Budget 101: the Indian rope trick
The exercise to make the budget is a long-drawn one that deftly juggles political interests, conflicting demands, logistical pressures and the need for utmost secrecy over the country’s annual financial event.business Updated: Feb 21, 2010 12:50 IST
The exercise to make the budget is a long-drawn one that deftly juggles political interests, conflicting demands, logistical pressures and the need for utmost secrecy over the country’s annual financial event.
THE FIRST MOVE
September: The process begins with a 109-page circular to all ministries, departments, and autonomous bodies. They reply with details of funds they need the following fiscal year—be it for special projects to routine expenses. These are distilled to form the contours of the budget.
EAR TO THE GROUND
November: Finance Ministry officials begin consultations with stakeholders—industry associations, chambers of commerce, farmer groups and trade unions—at North Block on the Raisina Hill. The groups plead for tax breaks and fiscal incentives.

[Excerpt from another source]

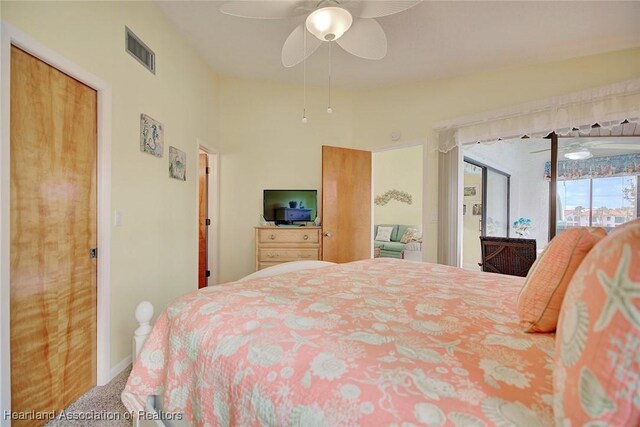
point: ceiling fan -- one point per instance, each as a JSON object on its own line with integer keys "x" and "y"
{"x": 350, "y": 23}
{"x": 584, "y": 150}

January: Focus shifts to the big picture. Final meetings are held with stakeholders, this time chaired by the finance minister himself. Plans are fine-tuned to the ruling party’s political leanings and its allies’ wishes.
QUARANTINE IN VALENTINE’S MONTH
February: Spring flowers bloom outside, but top officials of the Finance Ministry, experts, printing technicians and stenographers are quarantined at the North Block. For seven days, they are totally cut off from the outside world, including their families. Only the Finance Minister can visit them.

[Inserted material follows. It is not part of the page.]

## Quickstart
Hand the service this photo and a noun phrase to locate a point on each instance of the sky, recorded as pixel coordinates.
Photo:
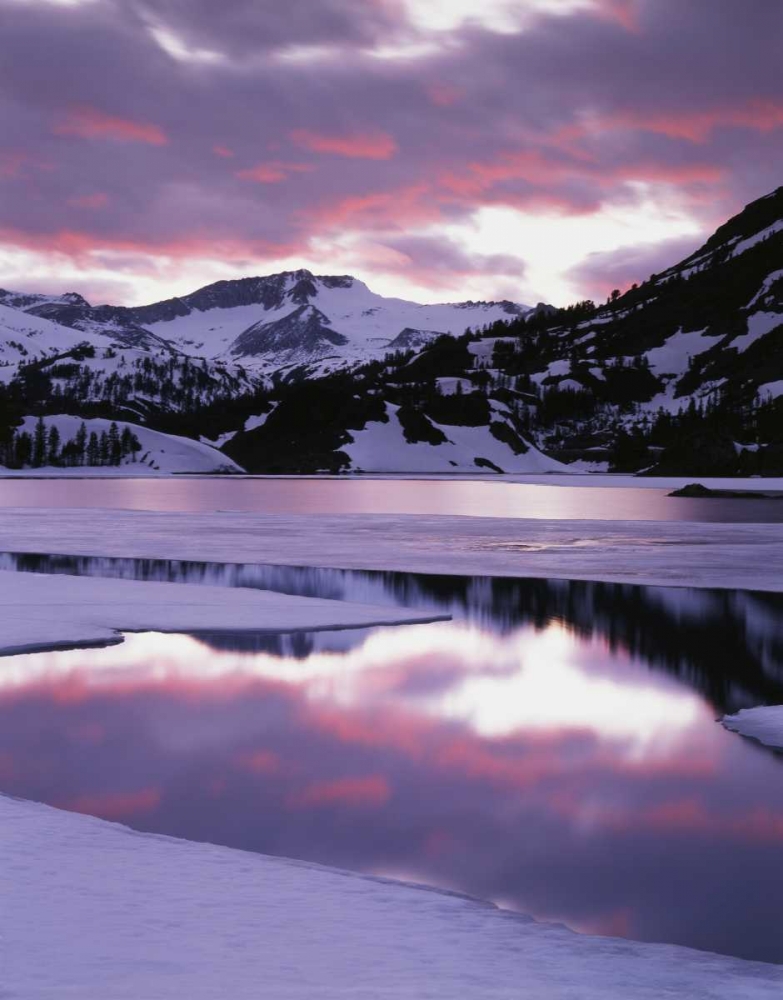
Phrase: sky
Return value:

COUNTDOWN WITH BIG BROTHER
A team of the Intelligence Bureau officials, headed by a Joint Secretary, monitor people’s movements and phone calls, including of the five selected stenographers. The computers of these stenos are delinked from the National Informatics Centre (NIC) server to rule out the possibility of cyber-theft.
A powerful mobile phone jammer is installed inside North Block to block calls and prevent leakage of information.
THE SPRINT TO PRINT
The Finance Minister’s budget speech is the most closely guarded document. It is usually handed over to printers at midnight two days before the Budget is to be announced. This year that would mean the speech would probably be printed on Wednesday night.
Initially, Budget papers were printed at Rashtrapati Bhawan. But in 1950, the Budget was leaked and the printing venue shifted to a press at Minto Road. Since 1980, the Budget has been printed in the basement of North Block.